The destruction of the Amazon rainforest has surged in the past four months, raising the prospect of 2008 being a disastrous year for the world's most important eco-system, a senior Brazilian government scientist has warned. Dr Carlos Nobre, a scientist with a government agency that monitors the Amazon said thousands of square miles of rainforest had been destroyed since October, after four years in which deforestation rates had begun to slow.
"I think the past four months is a big concern for the government and now they are sending people to do more law enforcement," Dr Nobre, told a seminar in Washington yesterday. "But I can tell you that it
is going to be much higher than 2007." The claims from the head of Brazil's National Institute for Space Research appear to undermine the government's record on environmental protection and come in the same week as a major report was released detailing the growth of cattle ranching in the Amazon.
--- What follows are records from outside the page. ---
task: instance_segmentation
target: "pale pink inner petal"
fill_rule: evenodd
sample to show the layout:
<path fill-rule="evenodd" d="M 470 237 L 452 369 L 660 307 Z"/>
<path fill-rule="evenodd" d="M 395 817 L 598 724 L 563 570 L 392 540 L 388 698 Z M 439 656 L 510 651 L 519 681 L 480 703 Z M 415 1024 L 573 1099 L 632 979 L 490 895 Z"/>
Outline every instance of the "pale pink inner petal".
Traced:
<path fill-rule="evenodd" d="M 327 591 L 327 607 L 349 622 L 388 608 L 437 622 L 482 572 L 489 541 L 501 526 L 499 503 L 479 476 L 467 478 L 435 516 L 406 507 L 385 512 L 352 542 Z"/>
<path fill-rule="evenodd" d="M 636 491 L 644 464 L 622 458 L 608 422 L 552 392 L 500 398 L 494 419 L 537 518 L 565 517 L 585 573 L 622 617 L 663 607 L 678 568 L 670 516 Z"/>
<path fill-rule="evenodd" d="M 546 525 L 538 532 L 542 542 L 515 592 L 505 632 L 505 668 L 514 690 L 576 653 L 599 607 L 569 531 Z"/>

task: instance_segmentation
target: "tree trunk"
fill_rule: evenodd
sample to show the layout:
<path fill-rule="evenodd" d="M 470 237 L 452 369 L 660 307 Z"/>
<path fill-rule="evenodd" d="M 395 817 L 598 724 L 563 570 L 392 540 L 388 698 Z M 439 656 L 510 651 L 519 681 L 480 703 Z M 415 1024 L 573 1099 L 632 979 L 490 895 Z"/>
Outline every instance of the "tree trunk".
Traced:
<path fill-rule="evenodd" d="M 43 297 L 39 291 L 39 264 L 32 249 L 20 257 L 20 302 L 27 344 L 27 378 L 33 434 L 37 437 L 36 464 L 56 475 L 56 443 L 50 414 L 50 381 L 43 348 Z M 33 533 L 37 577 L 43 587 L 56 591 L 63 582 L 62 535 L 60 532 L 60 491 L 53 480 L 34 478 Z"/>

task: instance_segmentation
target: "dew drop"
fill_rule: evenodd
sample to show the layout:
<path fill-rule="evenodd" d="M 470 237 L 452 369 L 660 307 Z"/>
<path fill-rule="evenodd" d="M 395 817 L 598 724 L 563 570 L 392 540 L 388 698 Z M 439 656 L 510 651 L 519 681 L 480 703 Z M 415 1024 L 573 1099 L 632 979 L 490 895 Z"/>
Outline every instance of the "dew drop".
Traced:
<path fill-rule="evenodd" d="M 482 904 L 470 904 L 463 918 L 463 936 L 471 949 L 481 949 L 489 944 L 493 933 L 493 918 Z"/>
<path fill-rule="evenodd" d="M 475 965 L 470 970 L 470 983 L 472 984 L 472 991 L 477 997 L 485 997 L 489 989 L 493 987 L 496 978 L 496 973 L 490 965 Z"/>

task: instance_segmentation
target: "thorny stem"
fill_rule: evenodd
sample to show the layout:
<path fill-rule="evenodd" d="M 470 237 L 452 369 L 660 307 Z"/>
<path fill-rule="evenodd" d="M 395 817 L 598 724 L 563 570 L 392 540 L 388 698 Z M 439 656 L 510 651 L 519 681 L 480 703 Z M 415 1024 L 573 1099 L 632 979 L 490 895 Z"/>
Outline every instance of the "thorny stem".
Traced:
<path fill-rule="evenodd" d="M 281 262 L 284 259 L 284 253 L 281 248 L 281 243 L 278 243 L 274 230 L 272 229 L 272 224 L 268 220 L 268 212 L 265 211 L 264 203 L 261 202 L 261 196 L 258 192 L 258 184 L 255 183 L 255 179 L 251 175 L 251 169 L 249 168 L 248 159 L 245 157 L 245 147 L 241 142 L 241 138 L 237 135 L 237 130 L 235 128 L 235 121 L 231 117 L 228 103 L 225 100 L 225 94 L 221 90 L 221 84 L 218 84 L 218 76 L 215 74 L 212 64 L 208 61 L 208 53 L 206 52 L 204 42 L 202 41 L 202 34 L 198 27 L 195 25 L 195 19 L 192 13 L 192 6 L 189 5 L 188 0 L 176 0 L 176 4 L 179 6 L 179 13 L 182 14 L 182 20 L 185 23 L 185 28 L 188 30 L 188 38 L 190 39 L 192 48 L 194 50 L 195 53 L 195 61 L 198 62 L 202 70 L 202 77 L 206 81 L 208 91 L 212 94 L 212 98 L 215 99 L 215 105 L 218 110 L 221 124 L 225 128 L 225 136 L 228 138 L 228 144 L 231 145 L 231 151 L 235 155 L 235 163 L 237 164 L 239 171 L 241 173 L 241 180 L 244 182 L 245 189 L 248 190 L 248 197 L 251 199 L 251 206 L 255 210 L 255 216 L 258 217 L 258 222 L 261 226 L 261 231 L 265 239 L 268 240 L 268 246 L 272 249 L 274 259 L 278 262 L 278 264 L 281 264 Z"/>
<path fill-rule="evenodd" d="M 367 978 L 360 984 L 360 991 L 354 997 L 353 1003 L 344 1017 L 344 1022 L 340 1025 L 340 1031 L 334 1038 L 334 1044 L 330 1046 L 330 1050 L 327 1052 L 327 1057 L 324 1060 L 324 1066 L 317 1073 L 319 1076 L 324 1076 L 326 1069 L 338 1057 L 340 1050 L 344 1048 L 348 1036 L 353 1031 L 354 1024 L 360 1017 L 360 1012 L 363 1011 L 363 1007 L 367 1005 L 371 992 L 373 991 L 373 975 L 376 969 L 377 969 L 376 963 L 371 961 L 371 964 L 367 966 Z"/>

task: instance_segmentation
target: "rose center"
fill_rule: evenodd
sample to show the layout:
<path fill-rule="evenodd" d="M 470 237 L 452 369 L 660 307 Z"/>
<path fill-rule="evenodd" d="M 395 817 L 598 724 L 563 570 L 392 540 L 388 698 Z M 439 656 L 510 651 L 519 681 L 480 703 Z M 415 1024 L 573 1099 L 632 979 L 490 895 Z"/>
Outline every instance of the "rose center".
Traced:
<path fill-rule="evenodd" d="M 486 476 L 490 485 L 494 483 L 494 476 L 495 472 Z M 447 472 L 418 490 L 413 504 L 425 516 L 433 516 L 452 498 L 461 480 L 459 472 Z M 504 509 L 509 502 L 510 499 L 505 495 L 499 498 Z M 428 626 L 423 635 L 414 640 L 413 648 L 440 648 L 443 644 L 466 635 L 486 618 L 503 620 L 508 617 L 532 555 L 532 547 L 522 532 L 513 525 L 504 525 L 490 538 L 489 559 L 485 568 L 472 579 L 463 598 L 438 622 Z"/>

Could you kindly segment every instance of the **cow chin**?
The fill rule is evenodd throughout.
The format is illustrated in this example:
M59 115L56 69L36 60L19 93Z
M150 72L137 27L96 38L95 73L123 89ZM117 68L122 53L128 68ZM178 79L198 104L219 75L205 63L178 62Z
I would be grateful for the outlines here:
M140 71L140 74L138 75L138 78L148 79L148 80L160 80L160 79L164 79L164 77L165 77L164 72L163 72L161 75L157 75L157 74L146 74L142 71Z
Dr Nobre said 2,300 sq miles of forest had been lost in the past four months. That compares with an estimated 3,700 sq miles in the 12 months that ended on 31 July, which Brazilian officials hailed as the lowest deforestation rate since the 1970s. Those figures had already been hotly disputed by conservationists who point to increasing pressure from sugar cane plantations to feed the ethanol boom, illegal cattle ranching for beef exports, soybean production and illegal logging operations. "All those drivers of change are there," said Dr Nobre. "The three years of reduced deforestation... did not bring by themselves a cure for illegal deforestation."
Roberto Smeraldi, from Friends of the Earth Brazil, said the surge was part of the same cycle of destruction that has seen so much of the forest cleared in the past. "We had a real overdose of deforestation between 2002 and 2005, which led to abundant availability of cleared land," he said. "Now this land has been occupied, the process heats up again."